私も今までどおり、できるだけ多くお伝えするように努めます。
また前回ブログでお伝えしたように、被災3会共催の12月15日に開催する合同報告会「被災地からの発信」でも、できるだけ丁寧に、できるだけ分かりやすく、できるだけ詳しくお伝えするつもりです。
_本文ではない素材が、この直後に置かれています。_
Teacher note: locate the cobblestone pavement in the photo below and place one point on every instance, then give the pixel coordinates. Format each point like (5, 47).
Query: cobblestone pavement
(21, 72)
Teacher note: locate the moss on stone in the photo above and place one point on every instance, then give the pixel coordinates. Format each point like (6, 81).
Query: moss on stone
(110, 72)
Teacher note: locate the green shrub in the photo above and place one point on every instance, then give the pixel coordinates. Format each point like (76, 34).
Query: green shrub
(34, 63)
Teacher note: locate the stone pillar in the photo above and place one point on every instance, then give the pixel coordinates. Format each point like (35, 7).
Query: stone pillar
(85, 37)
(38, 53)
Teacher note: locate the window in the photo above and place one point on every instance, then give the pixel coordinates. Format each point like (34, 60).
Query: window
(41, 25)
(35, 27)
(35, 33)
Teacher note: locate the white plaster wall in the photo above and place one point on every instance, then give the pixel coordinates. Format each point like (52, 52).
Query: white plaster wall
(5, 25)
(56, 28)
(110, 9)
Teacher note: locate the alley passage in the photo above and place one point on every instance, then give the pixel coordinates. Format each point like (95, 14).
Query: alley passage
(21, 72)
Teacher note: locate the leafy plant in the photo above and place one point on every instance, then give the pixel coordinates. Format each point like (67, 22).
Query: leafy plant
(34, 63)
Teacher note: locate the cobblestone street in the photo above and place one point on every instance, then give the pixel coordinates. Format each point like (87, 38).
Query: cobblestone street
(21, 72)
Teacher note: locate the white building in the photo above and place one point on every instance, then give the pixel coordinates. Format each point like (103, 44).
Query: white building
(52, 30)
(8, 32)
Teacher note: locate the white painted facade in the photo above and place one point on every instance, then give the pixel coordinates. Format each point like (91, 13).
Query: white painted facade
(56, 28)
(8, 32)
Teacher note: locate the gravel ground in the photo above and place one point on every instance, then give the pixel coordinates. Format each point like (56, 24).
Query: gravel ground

しかし、どんなにお伝えしても、埋められない部分があります。
被災には各々特異性があるからです。
私も東日本大震災が起こる前から、阪神・淡路大震災の勉強もしておりました。
その事前に勉強していたことで役に立ったことと、使えなかったことがあります。
使えなかった部分は、それは被災の性格が違うからです。
阪神・淡路大震災とは、被災面積が違います。
原発問題の有無が違います。
大津波の有無が違います。
被災地域の人口集積と主要産業が違います。
気候が違います。
国の姿勢が違います。
ですからどんなに丁寧にお伝えしても、今後起こるかも知れない大災害に対して、阪神・淡路大震災の事例も、東日本大震災の事例も、役に立つ部分と役に立たない部分が出てくるでしょう。
それを埋めるのはイマジネーションです。
私たちの話や報道を聞いて戴いて、それが自分の地域に起こることを想定してください。
津波が絶対に来ないところでは今回の大津波の事例は役に立たない部分かも知れません。
でも困ることを想定して、その場合具体的にどうするか考えておくことが、とても重要な対策になります。
- 運転している最中に大地震に遭ったらどうするか
- 寝ている間に大地震に遭ったらどうするか
- 仕事中に大地震に遭ったらどうするか
- 3日間家族と連絡がつかなかったらどうするか
- 4日間電気が止まったらどうするか
- 7日間あらゆる店が閉まって何も買えなかったらどうするか
- 10日間水が止まったらどうするか
- 14日間ガソリンが無かったらどうするか
- 30日間ガスが止まったらどうするか
- 家が潰れたらどこに非難するのか
- 家が無くなって家族と連絡が取れなかったら、どこで落ち合うのか
- 通院中の病院が潰れたら持病の薬はどうするか
- 介護中の家族の介護の継続はどうするか
- 事務所の貴重なデータはどうするか
- 調査士会会長始め役員の大半が亡くなったらどうするか
様々な想定をしてください。
何が困るか考えてください。
何が困るかは各々違うのです。
ね、困るでしょう。
でもこれらが具体的に想定できれば、それぞれ対策が立てられるのです。
この当たり前のことが何故できないのでしょうか。
それは全国の皆さんが、まだ他人事だと思っていることです。
自分の身に降りかかると本気で思わないと防災対策はできません。